God of Loyalty by J A Armitage & Emma Savant

Author:J A Armitage & Emma Savant
Language: eng
Format: azw3
Publisher: Enchanted Quill Press
Published: 2020-04-15T04:00:00+00:00


Reed nudged me. I’d asked him to be my impromptu best man, and while he’d been utterly bewildered at the news that I was about to marry the princess, he’d agreed and was now right at my side.

“The lilies are taken care of,” he said. “Being in the shed didn’t seem to hurt them any. Glad you hid a few from the duke.”

“I’m just glad they survived.” I stretched my arms, trying to relieve the nervous tension building in my neck and shoulders. At least, the suit the palace had provided me with actually fit today.

“A couple of dark days isn’t enough to kill anything,” Reed said. “Least of all, a lily that makes it own light.”

“Sir?” someone said.

It took me a moment and another nudge from Reed to realize the assistant had been talking to me. He bowed and gestured toward the door.

“It’s time to take your place.”

I took a deep breath, and Reed and I walked into the throne room.

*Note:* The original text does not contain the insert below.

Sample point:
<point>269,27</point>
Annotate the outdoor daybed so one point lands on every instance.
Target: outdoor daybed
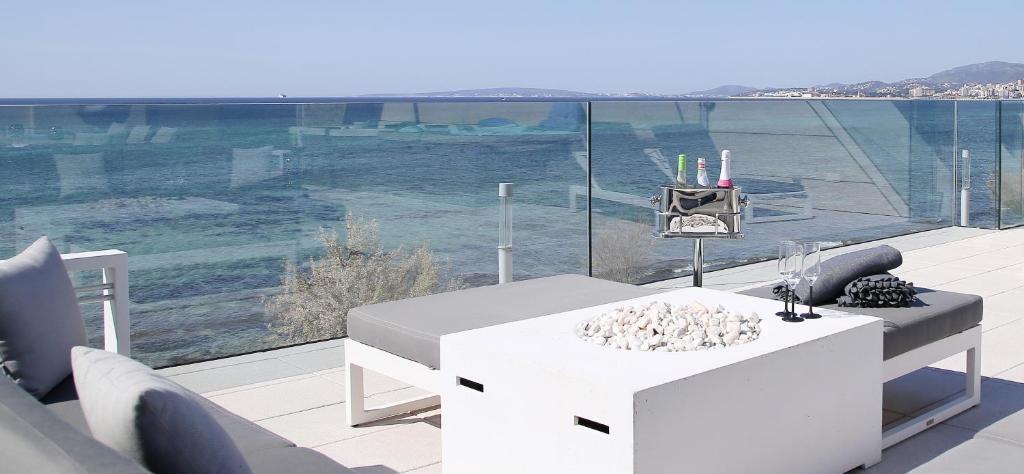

All the guests from yesterday were there, dressed again in their wedding finery, but now, Hedley and Hyacinth sat in the place of pride on the front row, next to where the king and queen would sit when they arrived. Hyacinth smoothed her hair and beamed at me, and Hedley gave me a slow grin.

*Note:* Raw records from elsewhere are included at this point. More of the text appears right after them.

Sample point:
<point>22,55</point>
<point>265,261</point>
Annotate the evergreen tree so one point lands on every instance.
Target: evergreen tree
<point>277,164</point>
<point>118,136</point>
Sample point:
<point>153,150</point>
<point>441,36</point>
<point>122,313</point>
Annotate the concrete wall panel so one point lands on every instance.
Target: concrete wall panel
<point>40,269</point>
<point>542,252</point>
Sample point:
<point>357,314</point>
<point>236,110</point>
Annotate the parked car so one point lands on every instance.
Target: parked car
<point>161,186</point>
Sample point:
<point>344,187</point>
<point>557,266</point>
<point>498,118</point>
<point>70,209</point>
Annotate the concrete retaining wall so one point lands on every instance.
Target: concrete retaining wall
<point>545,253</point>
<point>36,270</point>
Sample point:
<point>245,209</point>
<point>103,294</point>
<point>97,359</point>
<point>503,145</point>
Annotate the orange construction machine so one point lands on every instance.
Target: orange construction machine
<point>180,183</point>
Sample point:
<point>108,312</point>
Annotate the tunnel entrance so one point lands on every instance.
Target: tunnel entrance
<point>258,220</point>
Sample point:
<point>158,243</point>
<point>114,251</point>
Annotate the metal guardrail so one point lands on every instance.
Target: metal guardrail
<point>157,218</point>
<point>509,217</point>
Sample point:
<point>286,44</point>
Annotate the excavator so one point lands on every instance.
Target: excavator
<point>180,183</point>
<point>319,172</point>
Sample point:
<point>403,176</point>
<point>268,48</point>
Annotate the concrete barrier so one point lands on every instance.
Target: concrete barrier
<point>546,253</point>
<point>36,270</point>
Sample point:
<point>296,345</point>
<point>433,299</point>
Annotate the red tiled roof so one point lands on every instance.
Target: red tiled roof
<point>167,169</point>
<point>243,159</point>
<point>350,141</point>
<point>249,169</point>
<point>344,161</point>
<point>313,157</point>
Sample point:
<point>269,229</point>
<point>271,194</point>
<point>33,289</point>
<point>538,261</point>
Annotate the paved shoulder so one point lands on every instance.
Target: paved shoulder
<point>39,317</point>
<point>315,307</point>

Music floated through the air, and the doors at the back of the room opened. Flower girls entered, but they didn’t carry baskets of petals. Instead, each little girl carried one of my Gilded Lilies in a silver pot. The flowers’ petals had just opened for the day, and each blossom cast rays of dancing golden light onto the girls’ faces. People gasped and murmured as they walked up the aisle.

When they arrived at the front of the room, the girls placed the lilies on small marble pedestals that surrounded the altar in a crescent shape. The littlest girl, one of Queen Rapunzel’s ladies’ children, stumbled as she tried to lift the pot. I darted forward and steadied her, and together, her chubby hands next to mine, we set the lily on its stand.

The little girl grinned up at me and ran to her mother, who was waiting in one of the front rows.

Lilian’s ladies-in-waiting came next, each one in a beautiful gown of pink and gold.

And then, as the music changed to the swelling tones of the Tulip March, Lilian appeared at the end of the aisle.

I had seen her in her gown yesterday. I knew the way her shoulders floated above its loose sleeves. I had already witnessed the lines of the bodice skimming her beautiful curves. There was nothing new about the gossamer veil that covered her face or her golden necklace with its glass heart resting between her collarbones, or the shimmering slippers that peeked out from the hem of her voluminous skirt.

I had seen it all before, and still, she took my breath away.

She grinned at me, and it was nothing like the fixed smile that had graced her features before.